"Traduttore, traditore"
(This can be translated as "translator, traitor", but doing so ruins the pun, which is fun in itself)
It is hard to hint at possible fixes in your Clojure code because the specification is unclear:
if you follow the The Roots of Lisp to the letter, you are going to implement a Lisp on top of Clojure, and subst
might be similar to the one in the book.
But if you want to implement subst
as commonly used in Lisp, the code shown here won't do it.
Even though Clojure has cons
and nil?
functions, they do not mean the same as in Common Lisp (resp. cons
and null
): See clojure: no cons cells for details.
Before you can translate subst
, you have to determine what is the idiomatic thing to do in Clojure.
Typically subst
is used to transform a tree, made of cons cells; note for example that subst
does not recurse into vectors, strings, etc. Among those trees, a particular subset of trees are those which are Lisp forms. In fact, one important use case for subst
is to search-and-replace forms during code generation.
If you restrict yourself to the Clojure Cons
type, you won't support code as data, as far as I know.

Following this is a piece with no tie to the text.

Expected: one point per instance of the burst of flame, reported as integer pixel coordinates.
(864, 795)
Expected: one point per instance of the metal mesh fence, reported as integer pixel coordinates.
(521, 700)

Since Clojure code also uses vectors and maps, you probably need to recurse into such objects. So, how to translate subst
is not an easy problem to specify.
A possible starting point is to read LispReader.java
to determine the set of objects that constitute an AST, and see what kind of code walking you want to do.
My advice would be to study those languages independently first. With a bit of experience with each, you will have a better way to see how similar and how different they are with each other.